Яша, все время разговора прилежно мывший в палате полы, оперся на швабру и начал мучительно вспоминать первую строчку. Слова разбегались от него. “Н-не… не смею я сказать тебе, кто я, - он моментально запнулся, полез в карман за шпаргалкой, но подглядывать сразу тоже не хотел, - сказать… сказать… кто я /По имени, о милая, святая: /То имя мне, как враг твой ненавистно, - голос его понемногу окреп.
– Я б разорвал его, когда б его /Написанным увидел на бумаге”.
– Ну вот, - усмехнулся Кондрашов.
– Можешь ведь, когда захочешь. Ты когда читаешь, прежде всего ее представляй, Джульетту свою. Это называется “система Станиславского”, я читал перед войной. Как только ты ее перед собой вообразишь как следует, так сразу все вспомнишь.
– Все-то ты, братец, знаешь, - поражался кондрашовский сосед, - и про миноносцы девушке растолковать, и про Станиславского с Шекспиром. Вот скажи мне честно, есть на свете что-то, чего ты не знаешь? А то куда не ткни его, везде талант.
– Таланты, они, брат, разные бывают, - отвечал Кондрашов, - Я, может и сам
не знаю, к чему у меня способность. Потому что всего не перепробуешь, жизни не хватит. Бывает, что человек всю жизнь одним делом занят и делает его хорошо, а потом раз - и у него к чему другом талант открылся. Вот например, знал я одного доктора, из окружения вместе выходили - так прирожденный оказался разведчик! На две сажени сквозь землю видел. На моих глазах часового фрицевского снял, тот даже пикнуть не успел. Вот что значит талант!– Ну ты уж совсем травишь. Меру знать надо, - тут же взвился другой его сосед, - Я сам не из кашеваров, из разведки! Часового снимать, это уметь надо!
– А он сумел, - не сдавался Кондрашов.
– И мнится мне, что я его голос слышал, когда мне ногу собирали!
– Что ты слышать мог, под наркозом-то? Приснилось поди… Мне вон теща моя приснилась, чуть не помер от такой картинки!
– А я говорю, не снилось. Вот… товарищ доктор!
– Кондрашов вдруг резко повернул голову, попытался приподняться и пожалуй, сел бы, если б не гипс до подмышек, - Товарищ доктор!
– Что такое?
– повернулся на голос вошедший с обходом Астахов, - Нога беспокоит?
– Да нет, на мне все заживает на собаке! Что, не узнаешь? Это же мы вместе на часового-то тогда напоролись. Помнишь?
– Лейтенант, неужто ты? Вот теперь по голосу узнал. "В море - дома, на берегу - в гостях"?

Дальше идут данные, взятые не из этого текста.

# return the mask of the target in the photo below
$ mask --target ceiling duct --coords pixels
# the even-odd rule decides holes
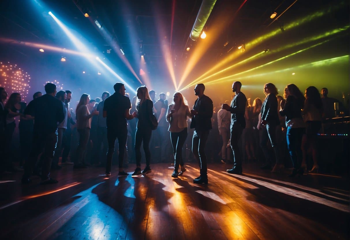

– Так пуля не разбирает. Вон как теперь, упаковали меня, как ценную бандероль, только что печати на гипсе нет. Долго еще мне этак? Уж сколько дней койку пролеживаю, а мои там дерутся! Сколь встану-то?
– Всему свое время, встанешь. Но не сразу. С этим, брат, спешить нельзя, даже если очень охота.
– Ну хоть что определенное скажи!
– На День Красной Армии скажу. Не раньше. Кость срастается долго. Собрали ее тебе аккуратно, теперь только ждать. Ты скажи, остальные как, живы, отряд наш? Ткачев, второй номер твой, командир?
– Живы, товарищ доктор, все живы были, как меня сюда отправляли. Ленька Ткачев меня с нейтралки и вытащил. Самого его тоже чуток царапнуло, но несильно, остался в строю. Я ребятам непременно письмо чиркну, расскажу, кого встретил, - Кондрашов потянулся здоровой рукой к тумбочке, лишний раз дела не откладывая.
– Ведь кто бы подумать мог! А то я рассказываю, как ты того часового снял - а они не верят. Говорят, не бывает.
Астахов сам подал ему листок с карандашом, помог устроиться удобнее:
– Не рвись, герой, тише. Торопись медленно, а будешь спешить - всю работу нашу тонкую порушишь. А не верят, так правильно не верят. Один раз считай повезло мне, другой раз могло бы и не выйти.
– Да уж постараюсь не очень торопиться. Товарищ доктор, как меня в батальон выздоравливающих будут выписывать, я тебя часовых снимать выучу, все по науке. Но про повезло - это ей богу зря. Тут талант надо иметь!
До самого отбоя Кондрашов чувствовал себя почти счастливым. Был бы совсем счастлив, как бы не гипс. Надо же, друга боевого встретил, с которым из окружения с боем вышли! А снимать часовых, это конечно наука хитрая, но если человек безо всяких правил так лихо с ножом обращается, вполне постижимая. Как знать, вдруг когда и пригодится еще, не ровен час.